In another particularly inspired move, THQ have seeked to capture the community that usually springs up around wrestling games. There are websites and forums all other the internet full of tragic, neckbearded man-children who dedicate their lives to creating legendary wrestlers – past and present – for use in every single release. These are usually painstakingly detailed, and in most cases, have the “formulas” written out on these sites for us lazy gamers to input ourselves. Now, every custom creation can be shared, in-game, through Xbox Live or PSN, so if you feel your copy is incomplete without a perfectly re-created Chris Benoit to run rampant with, then there are no doubt several hundred of them already available to download.

The actual gameplay remains largely unchanged from the previous years edition, and this is fairly indicative of one of the Smackdown vs. RAW series’ main problems. The “quicktime” grapple chains from Legends of Wrestlemania have been removed completely, instead going back to the “No Mercy”-esque style of grappling with your opponent first, then transitioning into a move from there. Graphics are still incredibly glitchy in places, with things like belts clipping through wrestlers, the ropes STILL looking awful when the action requires them to move (even with the inclusion of Havok physics this year, which is absolutely unnoticable) and moves not connecting in the correct place – for instance, a top rope dive intended for a prone opponent hitting them while they are standing and looking ridiculous.

There are still the plethora of match types to choose from and the usual single player career modes to toil through in order to unlock classic wrestlers. Again, completely unchanged from the previous release and are still in need of some serious work. Loads of menus make progress through career mode slow and clunky and the Road to Wrestlemania, although a great idea, allowing you to take part in a pre-made WWE storyline charting a wrestlers path to the biggest event of the year, is very, very limited. You have the illusion of choice during certain sequences, but the reality is that there is only one path to the inevitable title shot. Imagine a wrestling game with the same morale choice sytem of say, Fable? Allowing you to turn your back on the fans or save the good guys from a sneak attack, you know, just like on TV?
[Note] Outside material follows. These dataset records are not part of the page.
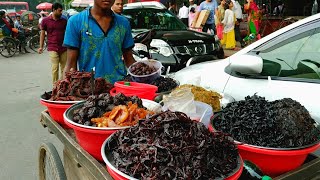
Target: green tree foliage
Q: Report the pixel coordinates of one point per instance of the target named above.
(34, 3)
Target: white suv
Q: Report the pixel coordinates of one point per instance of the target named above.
(283, 64)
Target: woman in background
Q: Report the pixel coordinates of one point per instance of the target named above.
(253, 19)
(228, 23)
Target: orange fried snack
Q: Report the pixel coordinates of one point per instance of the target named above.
(122, 115)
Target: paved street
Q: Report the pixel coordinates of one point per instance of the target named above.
(24, 78)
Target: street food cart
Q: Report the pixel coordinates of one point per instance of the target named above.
(79, 164)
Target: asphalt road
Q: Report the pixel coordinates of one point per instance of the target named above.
(24, 78)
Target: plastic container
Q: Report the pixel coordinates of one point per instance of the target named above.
(150, 77)
(202, 109)
(142, 95)
(134, 86)
(142, 90)
(275, 162)
(118, 175)
(91, 138)
(56, 111)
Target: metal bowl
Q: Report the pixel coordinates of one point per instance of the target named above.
(44, 97)
(108, 159)
(262, 147)
(68, 114)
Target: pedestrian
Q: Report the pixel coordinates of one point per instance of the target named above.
(228, 26)
(212, 6)
(239, 17)
(117, 6)
(97, 38)
(192, 4)
(21, 34)
(254, 19)
(55, 27)
(173, 7)
(184, 13)
(219, 17)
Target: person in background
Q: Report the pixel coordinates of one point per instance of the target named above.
(97, 38)
(279, 9)
(192, 4)
(254, 18)
(219, 17)
(21, 34)
(5, 25)
(184, 13)
(212, 6)
(192, 14)
(117, 6)
(173, 7)
(239, 17)
(228, 23)
(220, 12)
(55, 27)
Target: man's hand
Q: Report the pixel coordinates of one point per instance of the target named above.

Online multiplayer is still a joke, from the as always poor menus to the unplayable, laggy matches, with everyone rushing to pick the highest rated superstar or a maxed out custom character. Even THQ’s million-selling UFC title suffered from these issues, so it isn’t exclusive to this series, but really, a solid netcode and a simple, user-friendly interface (which, in all fairness, they’ve achieved with the front-end of the game, using the FIFA “Arena” method of putting you in control immediately, then allowing you to access game modes from a simple set of options overlayed over the action) would be another feather in the Smackdown vs. RAW cap. A cap that hasn’t changed in years and is a bit out of fashion, but a feather in it nonetheless.

Again, this is another annual release where all of the new features in the world don’t address the issues that have been plaguing the series for YEARS, no matter how excellent they may be. For all of the steps forward in community and customisable content, there are some fundamental flaws to the gameplay that are holding the Smackdown games back from becoming essential purchases for wrestling fans, and even allowing them to cross-over to the masses. If this year’s features are expanded on for the next game, brilliant, and all that, but in order to really take things to the next level, perhaps completely reworking the gameplay would be the best thing to add into next year’s release.